La crise sanitaire liée à la pandémie de coronavirus a joué un rôle d’accélérateur vis-à-vis des transformations du travail et du management à l’œuvre depuis l’entrée dans l’« économie de la connaissance » :
- les managers de proximité ont démontré leur rôle essentiel pour assurer la continuité de l’activité au fil des confinements et déconfinements mais aussi pour « tenir ensemble » le corps social ;
- le déploiement « à marche forcée » du télétravail remet en cause les modèles taylorien et fordien sur lesquels repose encore pour une large part, l’organisation du travail ;
- le rapport à l’entreprise et au travail est profondément questionné par l’expérience qu’ont connue les salariés durant cette période.
Vous trouverez ci-après :
- La vidéo réalisée par le Sénat, qui retrace les débats.
- Un résumé des interventions des trois experts réalisé par Metis et accompagné d’un repère permettant de retrouver directement les passages en question dans la vidéo.
- Quelques extraits du rapport « Évolution des modes de travail, défis managériaux : comment accompagner entreprises et travailleurs ? » publié par la délégation aux entreprises du Sénat.
1 – La vidéo
Vous pouvez ouvrir la vidéo réalisée par le Sénat, qui retrace les débats, en cliquant ici.
2 – Un résumé du contenu de la table ronde
NOTE : le repère temporel vous permet de retrouver directement les passages qui vous intéressent dans la vidéo
François Dupuy : 9.52 – 10.04 – La période de la fin des années 80 aux années 2020 avant Covid : apogée de la bureaucratie. Les organisations endogènes de l’après-guerre étaient très protectrices pour les salariés. Mais les clients veulent plus pour moins et la variable d’ajustement a été le management et l’organisation du travail ; on a construit des organisations plus confrontationnelles ; on a déprotégé le travail. On a introduit de la coopération qui crée des liens de dépendance, mais ces liens posent problème. D’où le désengagement (émotionnel) des salariés auquel les entreprises ont répondu par la coercition : contrôle de ce que font les gens et de comment ils le font. Il a fallu que les managers choisissent ce qu’ils imposent dans cette multiplication des règles bureaucratiques pour préserver le fonctionnement des équipes.

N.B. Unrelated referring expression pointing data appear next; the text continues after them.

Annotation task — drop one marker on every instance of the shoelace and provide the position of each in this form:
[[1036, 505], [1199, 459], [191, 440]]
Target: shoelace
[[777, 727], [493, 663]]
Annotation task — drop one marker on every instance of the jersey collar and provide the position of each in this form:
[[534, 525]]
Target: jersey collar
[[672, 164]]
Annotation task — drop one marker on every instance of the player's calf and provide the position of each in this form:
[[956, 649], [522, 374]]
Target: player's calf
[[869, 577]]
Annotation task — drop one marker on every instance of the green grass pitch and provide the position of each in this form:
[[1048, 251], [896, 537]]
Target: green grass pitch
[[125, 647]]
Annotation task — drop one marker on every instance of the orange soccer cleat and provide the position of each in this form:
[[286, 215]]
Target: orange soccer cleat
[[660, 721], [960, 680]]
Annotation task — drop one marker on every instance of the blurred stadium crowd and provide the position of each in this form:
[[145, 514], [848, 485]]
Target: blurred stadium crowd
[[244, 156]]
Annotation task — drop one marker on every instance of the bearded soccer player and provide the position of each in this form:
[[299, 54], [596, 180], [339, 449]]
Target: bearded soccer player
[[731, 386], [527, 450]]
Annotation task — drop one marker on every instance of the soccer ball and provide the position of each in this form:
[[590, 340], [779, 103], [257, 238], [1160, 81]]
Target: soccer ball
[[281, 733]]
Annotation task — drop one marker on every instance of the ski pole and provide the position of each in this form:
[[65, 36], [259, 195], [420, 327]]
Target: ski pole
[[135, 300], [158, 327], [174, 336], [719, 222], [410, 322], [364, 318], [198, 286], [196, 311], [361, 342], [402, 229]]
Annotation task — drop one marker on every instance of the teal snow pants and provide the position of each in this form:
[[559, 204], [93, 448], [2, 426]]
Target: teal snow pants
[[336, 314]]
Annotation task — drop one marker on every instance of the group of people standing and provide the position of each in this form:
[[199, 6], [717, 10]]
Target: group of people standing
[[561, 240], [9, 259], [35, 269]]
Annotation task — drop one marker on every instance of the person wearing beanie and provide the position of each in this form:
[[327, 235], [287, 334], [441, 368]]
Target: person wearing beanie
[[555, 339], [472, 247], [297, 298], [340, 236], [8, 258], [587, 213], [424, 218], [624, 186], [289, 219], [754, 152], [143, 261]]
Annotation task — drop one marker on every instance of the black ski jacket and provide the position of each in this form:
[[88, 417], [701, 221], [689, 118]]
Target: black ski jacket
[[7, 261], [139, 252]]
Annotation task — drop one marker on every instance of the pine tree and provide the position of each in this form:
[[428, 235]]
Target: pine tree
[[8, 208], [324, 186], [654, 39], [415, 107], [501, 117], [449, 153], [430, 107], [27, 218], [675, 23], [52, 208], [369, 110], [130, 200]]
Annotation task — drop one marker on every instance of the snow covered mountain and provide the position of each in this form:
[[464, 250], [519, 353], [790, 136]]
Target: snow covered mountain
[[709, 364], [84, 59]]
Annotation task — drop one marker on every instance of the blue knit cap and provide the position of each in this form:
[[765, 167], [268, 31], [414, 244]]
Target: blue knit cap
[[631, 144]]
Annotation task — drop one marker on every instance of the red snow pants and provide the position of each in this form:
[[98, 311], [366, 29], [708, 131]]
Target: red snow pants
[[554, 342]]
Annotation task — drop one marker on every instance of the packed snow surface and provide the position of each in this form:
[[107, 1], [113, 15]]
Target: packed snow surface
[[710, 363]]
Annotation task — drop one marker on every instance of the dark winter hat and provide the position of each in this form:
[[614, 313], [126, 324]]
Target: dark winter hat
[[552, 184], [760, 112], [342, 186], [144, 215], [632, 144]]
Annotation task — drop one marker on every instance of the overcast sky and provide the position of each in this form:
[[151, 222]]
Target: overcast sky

Qu’est-ce que la crise actuelle a changé ? Nous avons conduit une étude de mars à septembre 2020 auprès de 9 organisations pour le comprendre. Phénomènes qui redistribuent les cartes. Qui a géré la crise ? Principalement deux acteurs, les dirigeants (ils ont eu à appliquer les directives gouvernementales changeantes) et l’encadrement de proximité, les oubliés du management, qui se sont vu confier deux missions : assurer la continuité de l’activité et s’occuper des personnes fragiles. Les organisations syndicales que nous avons interviewées étaient unanimes pour soutenir les décisions des dirigeants.
Cet encadrement de proximité a pratiqué la désobéissance organisationnelle : impossible d’assurer la continuité d’activité en respectant le fatras bureaucratique. L’encadrement intermédiaire, lui, a été relativement absent durant la crise. Les fonctions support des sièges sont fortement remises en cause car les troupes ont constaté que tout fonctionne mieux sans elles.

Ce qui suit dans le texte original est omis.